Una burocrazia completamente priva del senso del bello

Una burocrazia completamente priva del senso del bello

Può la burocrazia avere un senso del bello? Oggi risponderemmo, assolutamente no. Ma in passato non c’è da esserne così certi. Osservate l’immagine. Sembra tratta da una stampa antica, un’illustrazione di una raccolta di viaggi o mirabilia architettoniche e paesaggistiche. La bellezza e ricchezza di dettagli di orti e giardini, non in forma stereotipa ma ognuno con le sue precise linee. I tratti grafici degli alberi sembrano quasi farci pensare a olivi, alla loro precisa disposizione e a una tridimensionalità, quasi che quei pendii li potessimo ammirare con i nostri occhi.
Bene, si tratta del particolare della mappa catastale ottocentesca di Rio Marina. Immaginate se oggi un tecnico si mettesse a disegnare una mappa tecnica a colori vivaci, con particolari così evocativi. Oppure vi aggiungesse la citazione colta, come fa l’oscuro addetto del passato, che sulla zona della miniera verga in evidenza la frase virgiliana «Fodina inextaustis chalibum generosa metallis». A parte gli scherzi, sul toponimo c’è poco da dire: Rio da «rivus», per l’abbondanza d’acqua della fonte dei Canali, la più conosciuta dell’isola, definita «maravigliosa» da Sebastiano Lambardi, che forma un’ampia vallata, detta di Riale.
Che un giro toponomastico in questa zona cominci. Sulle pendici tra i due centri troviamo la val di Catone, presumibilmente il nome di un antico possidente. Le Venelle fanno molto probabilmente riferimento a piccole vene ferrifere. Interessante è il toponimo Giudimente: Sabbadini lo fa derivare da «vedimento», quindi punto di osservazione. Tuttavia potrebbe essere una corruzione di «giù di monte», indicando dunque la posizione sulle pendici del monte Fico. Curioso è il fosso del Flagello: forse fa riferimento al soprannome di un antico possidente; ma potrebbe anche originare da una passata rovinosa alluvione.
Altro bel toponimo è Piedamone: la tradizione popolare lo vuole derivato nientemeno dalla passata presenza di un tempio dedicato ad Ammon Ra. Rimaniamo con i piedi per terra. Sabbadini lo riporta semplicemente a pietrame. Ma molto probabilmente è composto da due termini. Chiarissimi sono Chiusa, Vignale, Vigneria e il fosso Orto all’Acqua, nonché l’Aia, esattamente a metà strada tra i due centri. Canapai ricorda tempi in cui la coltivazione della canapa era anche nelle nostre zone cosa del tutto normale e senza isterismi proibizionisti. Forse a frutteti di peri si riferisce Perelle, ma non è da escludere che si tratti di un toponimo corrotto. E stesso discorso può valere per il monte Fico.

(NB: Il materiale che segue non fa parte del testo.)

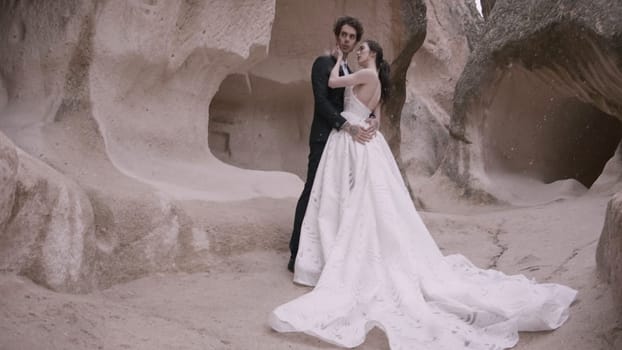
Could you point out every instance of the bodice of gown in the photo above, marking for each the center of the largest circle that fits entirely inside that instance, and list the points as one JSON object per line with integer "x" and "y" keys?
{"x": 354, "y": 110}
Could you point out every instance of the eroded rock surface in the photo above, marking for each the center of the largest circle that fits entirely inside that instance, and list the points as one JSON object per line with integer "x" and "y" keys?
{"x": 537, "y": 110}
{"x": 49, "y": 233}
{"x": 609, "y": 253}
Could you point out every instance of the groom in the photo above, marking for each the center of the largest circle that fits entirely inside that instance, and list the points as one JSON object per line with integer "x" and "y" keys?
{"x": 326, "y": 116}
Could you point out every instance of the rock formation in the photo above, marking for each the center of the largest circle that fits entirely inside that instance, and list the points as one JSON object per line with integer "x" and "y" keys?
{"x": 537, "y": 113}
{"x": 538, "y": 102}
{"x": 115, "y": 109}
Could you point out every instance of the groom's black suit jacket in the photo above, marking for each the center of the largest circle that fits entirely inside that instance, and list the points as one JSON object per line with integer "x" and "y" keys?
{"x": 328, "y": 102}
{"x": 326, "y": 116}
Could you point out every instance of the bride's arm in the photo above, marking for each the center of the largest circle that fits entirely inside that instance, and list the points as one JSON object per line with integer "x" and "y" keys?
{"x": 335, "y": 81}
{"x": 376, "y": 112}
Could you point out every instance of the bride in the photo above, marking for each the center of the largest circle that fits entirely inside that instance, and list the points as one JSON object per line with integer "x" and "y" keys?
{"x": 374, "y": 264}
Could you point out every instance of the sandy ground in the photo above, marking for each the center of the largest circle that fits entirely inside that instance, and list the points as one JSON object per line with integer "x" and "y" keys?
{"x": 227, "y": 305}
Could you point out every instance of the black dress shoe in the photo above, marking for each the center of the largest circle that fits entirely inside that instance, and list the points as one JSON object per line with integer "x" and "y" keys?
{"x": 291, "y": 263}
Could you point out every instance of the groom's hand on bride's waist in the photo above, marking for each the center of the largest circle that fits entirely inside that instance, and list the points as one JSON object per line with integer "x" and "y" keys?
{"x": 359, "y": 133}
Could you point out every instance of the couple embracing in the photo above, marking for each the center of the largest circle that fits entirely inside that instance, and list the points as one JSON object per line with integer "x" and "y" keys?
{"x": 359, "y": 241}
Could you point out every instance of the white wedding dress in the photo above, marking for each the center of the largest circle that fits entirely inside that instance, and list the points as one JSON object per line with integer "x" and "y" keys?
{"x": 373, "y": 263}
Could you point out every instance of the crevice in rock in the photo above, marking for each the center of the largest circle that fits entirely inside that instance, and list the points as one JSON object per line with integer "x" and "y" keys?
{"x": 502, "y": 248}
{"x": 257, "y": 123}
{"x": 562, "y": 267}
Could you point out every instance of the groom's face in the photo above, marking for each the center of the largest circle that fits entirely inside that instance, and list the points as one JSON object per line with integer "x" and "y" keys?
{"x": 346, "y": 38}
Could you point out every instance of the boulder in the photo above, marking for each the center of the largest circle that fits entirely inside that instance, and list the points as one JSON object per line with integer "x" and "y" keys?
{"x": 538, "y": 107}
{"x": 609, "y": 252}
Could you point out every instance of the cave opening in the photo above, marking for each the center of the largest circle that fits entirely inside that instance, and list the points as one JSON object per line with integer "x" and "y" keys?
{"x": 534, "y": 129}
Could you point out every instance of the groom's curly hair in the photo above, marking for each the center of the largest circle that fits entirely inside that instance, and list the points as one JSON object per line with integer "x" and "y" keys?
{"x": 352, "y": 22}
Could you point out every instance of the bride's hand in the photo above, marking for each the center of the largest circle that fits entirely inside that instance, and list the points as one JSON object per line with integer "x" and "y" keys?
{"x": 337, "y": 53}
{"x": 374, "y": 124}
{"x": 358, "y": 133}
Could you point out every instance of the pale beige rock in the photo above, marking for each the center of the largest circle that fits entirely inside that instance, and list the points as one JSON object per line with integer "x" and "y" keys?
{"x": 537, "y": 109}
{"x": 431, "y": 79}
{"x": 49, "y": 235}
{"x": 609, "y": 253}
{"x": 8, "y": 179}
{"x": 267, "y": 108}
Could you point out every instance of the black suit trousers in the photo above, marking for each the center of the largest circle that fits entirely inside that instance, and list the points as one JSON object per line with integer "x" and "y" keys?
{"x": 315, "y": 154}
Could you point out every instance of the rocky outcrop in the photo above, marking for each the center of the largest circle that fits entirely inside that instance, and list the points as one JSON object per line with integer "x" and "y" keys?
{"x": 432, "y": 75}
{"x": 609, "y": 253}
{"x": 266, "y": 108}
{"x": 537, "y": 110}
{"x": 113, "y": 97}
{"x": 48, "y": 235}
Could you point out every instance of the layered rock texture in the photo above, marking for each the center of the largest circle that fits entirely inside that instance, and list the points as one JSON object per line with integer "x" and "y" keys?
{"x": 537, "y": 111}
{"x": 539, "y": 102}
{"x": 151, "y": 135}
{"x": 143, "y": 136}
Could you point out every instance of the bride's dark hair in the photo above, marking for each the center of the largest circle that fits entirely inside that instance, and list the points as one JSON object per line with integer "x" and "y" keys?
{"x": 384, "y": 70}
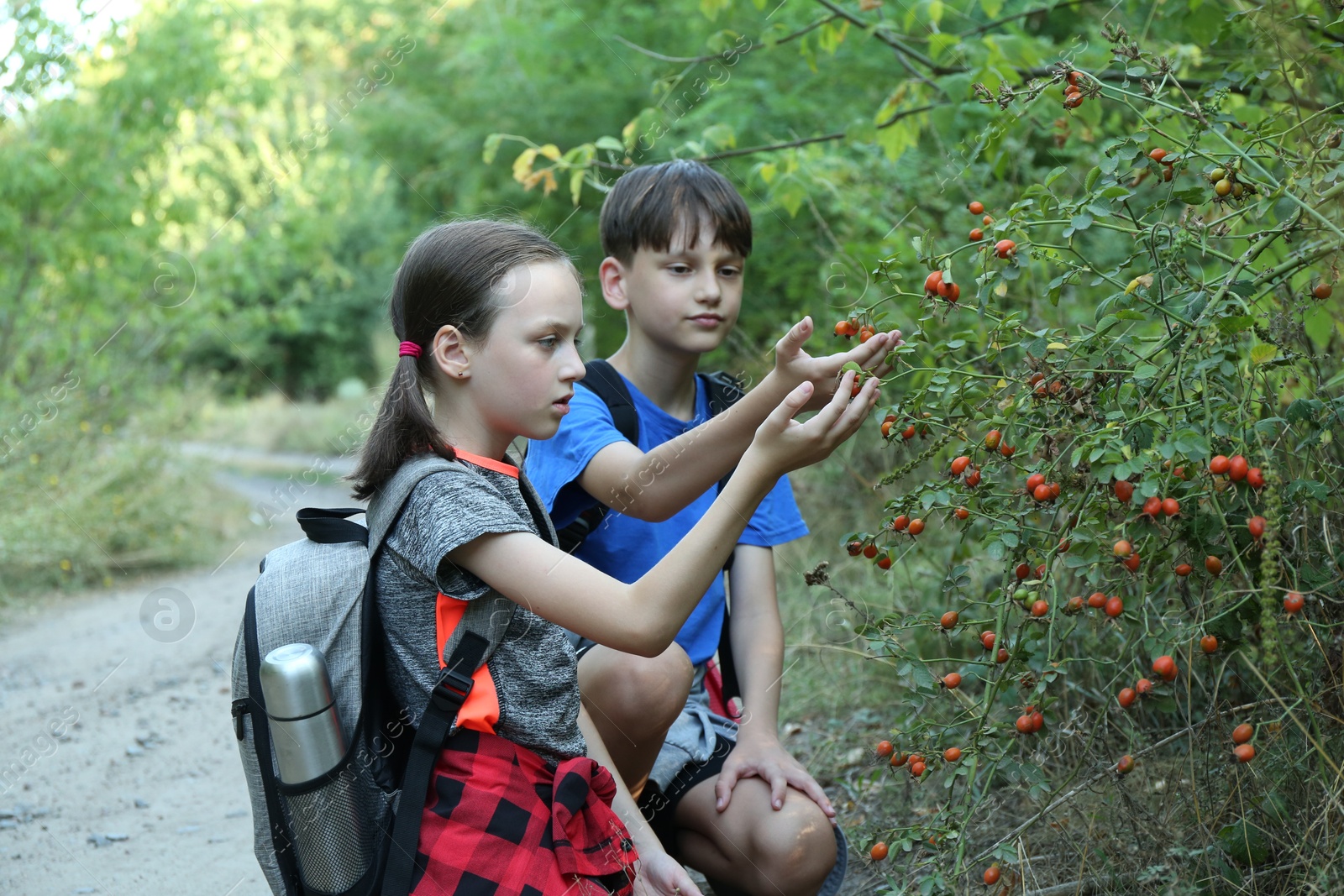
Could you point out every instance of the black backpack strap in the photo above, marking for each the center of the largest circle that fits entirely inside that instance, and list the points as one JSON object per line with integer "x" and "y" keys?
{"x": 333, "y": 526}
{"x": 725, "y": 390}
{"x": 605, "y": 382}
{"x": 449, "y": 694}
{"x": 261, "y": 741}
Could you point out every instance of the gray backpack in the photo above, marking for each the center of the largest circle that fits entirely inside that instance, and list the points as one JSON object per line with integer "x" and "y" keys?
{"x": 320, "y": 591}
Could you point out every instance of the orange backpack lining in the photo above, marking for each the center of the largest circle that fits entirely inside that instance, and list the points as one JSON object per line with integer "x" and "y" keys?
{"x": 481, "y": 710}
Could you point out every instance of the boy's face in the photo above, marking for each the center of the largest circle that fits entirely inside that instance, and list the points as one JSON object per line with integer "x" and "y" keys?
{"x": 685, "y": 298}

Un curioso toponimo si trova vicino San Felo: Cavallo Vecchio, che forse fa riferimento a un episodio del passato. Proprio a San Felo sorgeva il borgo medievale di Cruce, la cui chiesa dedicata a san Felice riporta al toponimo moderno. La spiegazione dell’antico nome è incerta: Sabbadini la riporta a una croce votiva, ancora presente ai suoi tempi; ma non vanno escluse altre due ipotesi: il riferimento a un incrocio viario; o un antico sistema di divisione terriera. Nella zona si trova il fosso dello Scaricatore, che forse fa riferimento alla discarica dello stesso paese di Cruce. Oscuro invece è il toponimo Sessanta, che dà il nome a un fosso: Sabbadini ipotizza che si tratti di un cognome. Più chiaro è Filicaiolo: deriva dal latino «filicarium», ovvero felceto, facendo molto probabilmente riferimento alle ampie praterie formate da Pteridium aquilinum.